One of my favorite things about being in Romania for six weeks was that instead of only going to each place once, I got to go multiple times. Relationships can be started in one meeting, but they are really built up when you get to continue to see, talk to, and show the love of Christ to these people week after week. You remember more of their names, and the people remember yours.

I loved walking up the hill in Sintelec to the Roma part of our village to collect jewelry the women were making to sell. I loved being literally tackled to the ground by kids who became accustomed to seeing me every day yelling every possible pronunciation of “Courtney.” I loved accepting gifts of apples or cherries and having cherry-seed spitting contests (I lost. Every. Single. Time.)

I loved seeing the kids come running up with huge smiles when they saw the big vans of Americans pull up. I loved singing praise songs in fields with kids and in a tiny village church with five Roma Brothers and Sisters in Christ.

It was also hard. There were times when I felt so hopeless, I just wanted to sit down and cry.

It’s hard to hold in your arms a 6 week old premature baby abandoned by his 15 year old mother and hold it together.

It’s hard to reach through the bars separating you in the Adapost from the orphanage and hold the hand of a two year old girl you know is being abused in ways you can’t imagine. It’s hard to venture over to the other side of that fence and put a smile on your face and love on kids.
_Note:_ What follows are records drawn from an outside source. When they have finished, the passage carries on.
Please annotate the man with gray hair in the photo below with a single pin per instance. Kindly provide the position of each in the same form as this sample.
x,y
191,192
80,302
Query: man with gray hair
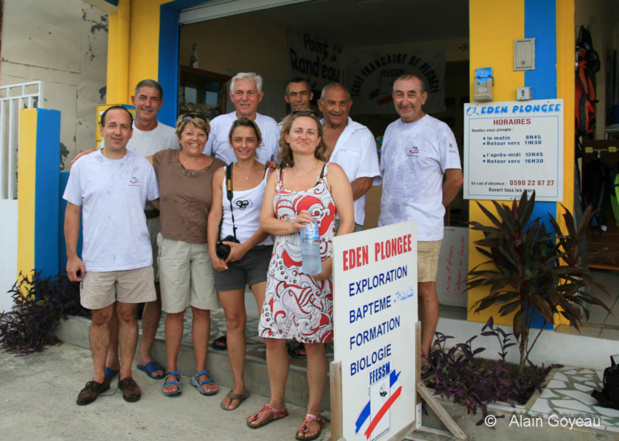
x,y
421,176
245,93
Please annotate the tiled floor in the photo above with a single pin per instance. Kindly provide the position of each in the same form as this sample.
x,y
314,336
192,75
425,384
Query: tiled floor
x,y
568,393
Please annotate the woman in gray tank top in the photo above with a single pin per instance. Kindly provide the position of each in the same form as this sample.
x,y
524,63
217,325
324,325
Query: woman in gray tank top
x,y
239,249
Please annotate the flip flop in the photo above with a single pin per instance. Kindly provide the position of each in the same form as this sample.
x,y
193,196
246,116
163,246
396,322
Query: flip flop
x,y
111,373
232,397
172,383
309,418
198,384
151,367
220,343
275,414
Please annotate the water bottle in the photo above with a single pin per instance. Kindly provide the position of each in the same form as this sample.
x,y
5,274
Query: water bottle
x,y
310,248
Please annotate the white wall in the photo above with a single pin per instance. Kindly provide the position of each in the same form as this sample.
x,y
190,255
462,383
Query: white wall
x,y
64,44
8,256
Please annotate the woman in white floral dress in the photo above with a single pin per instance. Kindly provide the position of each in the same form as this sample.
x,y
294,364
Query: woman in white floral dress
x,y
297,305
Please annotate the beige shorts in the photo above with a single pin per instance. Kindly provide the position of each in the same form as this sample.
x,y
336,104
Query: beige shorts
x,y
427,260
153,229
101,289
185,276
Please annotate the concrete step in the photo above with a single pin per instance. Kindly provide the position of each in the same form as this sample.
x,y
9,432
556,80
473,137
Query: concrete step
x,y
75,330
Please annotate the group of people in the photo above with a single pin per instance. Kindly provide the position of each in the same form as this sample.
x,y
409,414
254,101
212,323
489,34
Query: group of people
x,y
224,211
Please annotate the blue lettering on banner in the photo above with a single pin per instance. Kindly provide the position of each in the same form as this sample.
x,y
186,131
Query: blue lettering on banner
x,y
374,332
521,109
370,360
380,373
370,308
369,284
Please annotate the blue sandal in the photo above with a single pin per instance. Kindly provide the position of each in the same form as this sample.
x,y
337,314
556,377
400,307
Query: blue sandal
x,y
172,383
198,384
152,366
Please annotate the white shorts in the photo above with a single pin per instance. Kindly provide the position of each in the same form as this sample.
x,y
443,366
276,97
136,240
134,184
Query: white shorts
x,y
101,289
185,276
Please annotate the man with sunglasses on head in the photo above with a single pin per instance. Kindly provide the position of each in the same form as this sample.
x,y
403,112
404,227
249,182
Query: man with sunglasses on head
x,y
246,94
149,137
350,145
298,94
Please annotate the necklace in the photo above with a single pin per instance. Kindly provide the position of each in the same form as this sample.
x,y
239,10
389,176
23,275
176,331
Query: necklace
x,y
306,174
248,172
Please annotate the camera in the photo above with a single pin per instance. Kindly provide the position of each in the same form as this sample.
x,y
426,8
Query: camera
x,y
221,249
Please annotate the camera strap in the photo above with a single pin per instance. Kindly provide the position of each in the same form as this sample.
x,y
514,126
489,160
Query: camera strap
x,y
229,194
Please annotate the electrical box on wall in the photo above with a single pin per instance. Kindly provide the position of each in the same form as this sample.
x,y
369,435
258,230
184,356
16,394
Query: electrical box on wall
x,y
482,87
524,54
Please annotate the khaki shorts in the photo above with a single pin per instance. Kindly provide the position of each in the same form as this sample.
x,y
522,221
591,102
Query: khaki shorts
x,y
427,260
185,276
153,229
101,289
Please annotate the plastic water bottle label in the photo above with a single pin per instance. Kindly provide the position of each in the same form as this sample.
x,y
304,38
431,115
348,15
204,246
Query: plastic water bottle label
x,y
310,249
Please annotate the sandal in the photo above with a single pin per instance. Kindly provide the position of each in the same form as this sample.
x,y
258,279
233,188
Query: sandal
x,y
275,415
220,343
195,382
176,383
232,397
309,418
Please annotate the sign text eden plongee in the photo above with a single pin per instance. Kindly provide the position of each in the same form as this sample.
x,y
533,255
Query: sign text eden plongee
x,y
375,311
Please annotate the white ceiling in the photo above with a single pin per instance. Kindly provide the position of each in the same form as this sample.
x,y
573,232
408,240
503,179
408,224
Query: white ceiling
x,y
353,23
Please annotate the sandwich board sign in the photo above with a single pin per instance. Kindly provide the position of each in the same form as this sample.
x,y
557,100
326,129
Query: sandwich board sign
x,y
375,317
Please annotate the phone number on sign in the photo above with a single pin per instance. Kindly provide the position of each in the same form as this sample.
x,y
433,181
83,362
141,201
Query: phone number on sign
x,y
539,182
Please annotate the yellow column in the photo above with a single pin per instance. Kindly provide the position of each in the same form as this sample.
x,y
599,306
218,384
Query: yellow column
x,y
494,25
118,55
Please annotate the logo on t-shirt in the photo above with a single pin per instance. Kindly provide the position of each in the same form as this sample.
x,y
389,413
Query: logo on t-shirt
x,y
243,203
412,151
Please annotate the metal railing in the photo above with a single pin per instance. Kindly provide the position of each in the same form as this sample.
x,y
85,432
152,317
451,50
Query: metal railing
x,y
12,99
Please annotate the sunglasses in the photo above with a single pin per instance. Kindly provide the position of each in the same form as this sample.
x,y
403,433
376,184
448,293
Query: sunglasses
x,y
306,112
189,116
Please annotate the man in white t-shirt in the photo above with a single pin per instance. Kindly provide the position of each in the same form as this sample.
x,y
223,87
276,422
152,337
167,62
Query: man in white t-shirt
x,y
245,93
350,145
421,176
109,189
149,137
299,95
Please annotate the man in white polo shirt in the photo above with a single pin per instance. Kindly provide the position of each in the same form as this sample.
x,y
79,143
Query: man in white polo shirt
x,y
109,189
149,137
421,176
350,145
245,93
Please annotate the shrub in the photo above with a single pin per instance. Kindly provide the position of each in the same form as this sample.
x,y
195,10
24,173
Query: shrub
x,y
40,303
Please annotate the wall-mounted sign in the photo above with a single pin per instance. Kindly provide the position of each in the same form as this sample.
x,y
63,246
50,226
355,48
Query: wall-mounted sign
x,y
374,314
315,59
370,73
513,146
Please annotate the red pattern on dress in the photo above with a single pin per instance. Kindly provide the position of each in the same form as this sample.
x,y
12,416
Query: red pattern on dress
x,y
296,305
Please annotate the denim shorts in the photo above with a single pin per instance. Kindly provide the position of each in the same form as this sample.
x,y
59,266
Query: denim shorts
x,y
251,269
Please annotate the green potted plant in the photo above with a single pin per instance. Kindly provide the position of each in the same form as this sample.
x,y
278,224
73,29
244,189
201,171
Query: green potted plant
x,y
532,270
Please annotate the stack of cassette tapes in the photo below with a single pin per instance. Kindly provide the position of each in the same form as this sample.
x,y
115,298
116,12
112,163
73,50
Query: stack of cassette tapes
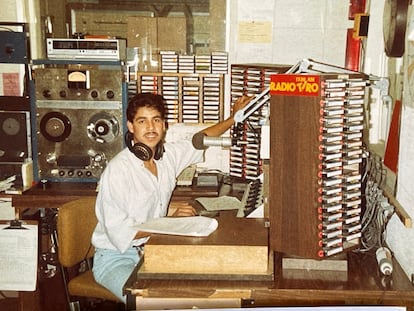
x,y
173,62
190,98
219,62
211,98
169,61
186,63
203,63
170,92
316,160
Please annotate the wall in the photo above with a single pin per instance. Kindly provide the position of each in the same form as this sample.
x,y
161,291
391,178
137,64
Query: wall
x,y
400,238
284,32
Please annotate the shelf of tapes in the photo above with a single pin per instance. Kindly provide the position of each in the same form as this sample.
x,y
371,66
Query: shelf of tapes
x,y
249,80
339,171
190,98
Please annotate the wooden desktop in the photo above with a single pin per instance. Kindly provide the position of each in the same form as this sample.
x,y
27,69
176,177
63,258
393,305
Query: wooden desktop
x,y
363,284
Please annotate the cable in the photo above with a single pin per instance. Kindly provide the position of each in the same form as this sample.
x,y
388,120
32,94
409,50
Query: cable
x,y
377,211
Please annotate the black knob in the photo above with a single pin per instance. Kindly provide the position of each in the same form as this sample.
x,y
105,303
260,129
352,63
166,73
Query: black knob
x,y
110,94
94,94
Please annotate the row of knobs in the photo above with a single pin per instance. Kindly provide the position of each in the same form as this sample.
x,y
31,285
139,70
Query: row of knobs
x,y
63,94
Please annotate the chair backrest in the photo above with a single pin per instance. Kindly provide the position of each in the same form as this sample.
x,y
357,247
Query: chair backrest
x,y
76,221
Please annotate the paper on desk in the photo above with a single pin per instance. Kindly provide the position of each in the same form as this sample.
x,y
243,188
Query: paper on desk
x,y
18,257
189,226
221,203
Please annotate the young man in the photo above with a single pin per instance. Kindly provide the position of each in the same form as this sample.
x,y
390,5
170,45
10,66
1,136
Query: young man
x,y
136,186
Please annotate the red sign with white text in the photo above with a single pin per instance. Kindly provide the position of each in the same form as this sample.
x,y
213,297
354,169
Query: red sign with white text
x,y
295,84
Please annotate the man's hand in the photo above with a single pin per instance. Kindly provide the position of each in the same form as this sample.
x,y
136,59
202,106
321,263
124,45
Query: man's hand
x,y
181,209
240,103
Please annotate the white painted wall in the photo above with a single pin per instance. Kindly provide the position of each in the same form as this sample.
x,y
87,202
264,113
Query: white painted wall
x,y
401,239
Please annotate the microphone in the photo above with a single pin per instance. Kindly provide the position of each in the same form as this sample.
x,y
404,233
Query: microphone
x,y
202,141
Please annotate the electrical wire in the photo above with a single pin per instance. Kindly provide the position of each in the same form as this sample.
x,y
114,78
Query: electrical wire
x,y
377,210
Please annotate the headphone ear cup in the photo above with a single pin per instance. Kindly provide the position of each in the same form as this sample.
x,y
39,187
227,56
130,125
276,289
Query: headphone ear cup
x,y
140,150
159,151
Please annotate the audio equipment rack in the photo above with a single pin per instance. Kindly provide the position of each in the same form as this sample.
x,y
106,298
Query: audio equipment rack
x,y
316,155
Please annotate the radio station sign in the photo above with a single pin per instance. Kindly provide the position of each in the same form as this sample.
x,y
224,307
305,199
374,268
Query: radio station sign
x,y
295,85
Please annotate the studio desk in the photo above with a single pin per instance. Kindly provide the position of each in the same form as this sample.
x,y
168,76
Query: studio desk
x,y
361,284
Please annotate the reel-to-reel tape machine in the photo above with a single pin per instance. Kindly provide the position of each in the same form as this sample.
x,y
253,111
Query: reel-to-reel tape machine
x,y
79,121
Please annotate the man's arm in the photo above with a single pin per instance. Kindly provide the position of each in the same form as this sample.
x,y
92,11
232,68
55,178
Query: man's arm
x,y
219,128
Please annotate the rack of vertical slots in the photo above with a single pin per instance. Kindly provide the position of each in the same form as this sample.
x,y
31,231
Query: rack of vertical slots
x,y
316,159
190,97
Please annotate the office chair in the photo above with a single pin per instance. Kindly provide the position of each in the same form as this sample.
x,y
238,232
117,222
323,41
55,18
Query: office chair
x,y
75,224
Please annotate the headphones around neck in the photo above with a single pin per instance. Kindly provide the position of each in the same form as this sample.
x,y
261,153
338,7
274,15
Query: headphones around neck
x,y
142,151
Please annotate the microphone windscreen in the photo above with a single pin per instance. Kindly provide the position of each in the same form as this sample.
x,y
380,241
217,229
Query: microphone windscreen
x,y
198,140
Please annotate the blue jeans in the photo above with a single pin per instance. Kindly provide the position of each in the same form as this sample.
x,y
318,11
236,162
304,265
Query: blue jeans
x,y
112,269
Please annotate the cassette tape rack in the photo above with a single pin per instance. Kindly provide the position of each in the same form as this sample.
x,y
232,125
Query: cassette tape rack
x,y
190,97
250,80
315,168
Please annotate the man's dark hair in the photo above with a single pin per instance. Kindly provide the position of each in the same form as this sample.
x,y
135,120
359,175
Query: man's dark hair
x,y
145,100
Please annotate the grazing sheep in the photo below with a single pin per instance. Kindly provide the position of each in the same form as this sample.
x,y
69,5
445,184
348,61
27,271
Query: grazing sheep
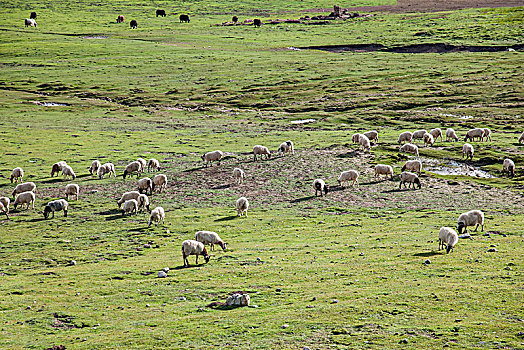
x,y
509,166
468,150
242,205
450,135
239,175
214,156
57,167
133,167
472,217
160,182
144,185
127,196
349,175
320,186
413,165
410,178
93,169
447,237
471,134
130,206
406,136
17,175
67,171
153,165
72,190
372,135
56,205
383,169
25,198
409,148
190,247
261,150
25,187
211,238
157,215
436,133
286,147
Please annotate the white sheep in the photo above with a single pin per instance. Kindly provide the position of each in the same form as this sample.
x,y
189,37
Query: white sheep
x,y
406,136
25,198
383,169
242,205
509,166
25,187
472,217
190,247
72,190
451,135
239,175
211,238
130,206
349,175
214,156
413,165
261,150
409,148
468,151
410,178
17,175
157,215
320,186
447,237
56,205
153,164
159,182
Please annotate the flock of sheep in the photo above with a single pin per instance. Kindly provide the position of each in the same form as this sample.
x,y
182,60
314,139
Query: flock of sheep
x,y
135,201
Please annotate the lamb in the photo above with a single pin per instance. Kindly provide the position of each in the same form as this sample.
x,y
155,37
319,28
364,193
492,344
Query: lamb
x,y
25,198
72,190
239,175
409,148
127,196
261,150
471,134
214,156
383,169
157,215
450,135
286,147
68,171
93,169
133,167
160,182
25,187
242,205
190,247
153,164
350,175
320,186
509,166
447,237
56,205
130,206
144,185
436,133
211,238
413,165
468,150
410,178
406,136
Every Friday in the village of Bogei, the smile of beautiful Macela as I picked her up and spun her in circles broke my heart as I wondered “How often did her father beat her mother/siblings/her this week?”

“How is just loving these kids going to get them out of their situations?” And then I would look around at all of these kids’
faces and see their smiles and know that although my heart was broken for them I must love them, I must show them how Christ loves me.

Never on my own strength could I have continued to go back and hold abandoned babies in the hospital or reach through bars to hold the hand of a child in the orphanage. But the Lord gave me the love and strength to go on loving them.

That’s the amazing thing about God. He sends people out on His mission, and it gets hard. But He doesn’t leave His people there to fend for themselves. He is there every step of the way. When everything seems to be going wrong in the world and we don’t know what to do anymore, God has a sovereign plan that we must learn to trust.

And as we trust in His sovereign plan, we pray. We pray fervently, as James tells us to do. Nothing we can do can change the hearts of the evil people in this world. Only Jesus can change hearts. So we pray that He will. We pray that families, villages, and countries come to know the Lord. We know that it won’t be in our timing or according to our plan. So we pray that He will line our plans up with His. We pray that He will use us to show His love, spread His name, and give Him glory.

{reflection}
After my shorter stays, it was much easier to forget what these people I loved were living in after I returned to America and got adjusted back to “normal” life. I still saw the faces, but found it easier to block out the pain I had felt for them. After all, I couldn’t even remember most of their names. My heart had broken for the people of Romania while I was with them, but when it “healed,” I had become, in a way, desensitized. But when you see and hear about the trials of the people we ministered to every day for six weeks… your heart doesn’t heal in the same way. It breaks and heals so that you can remember their pain, it heals in a way that doesn’t allow you to forget. You remember their faces, their voices, their names, their needs.

We cannot live only in our own little bubbles and allow ourselves to become desensitized to the world around us. For those who have gone anywhere and witnessed life outside of ours- we must not forget what we see. We must remember and pray for these people. For those who have not yet gone- I would encourage you to take a leap of faith and go! Go spend some time serving in a sphere different than your own. The Lord will use you, wherever you go!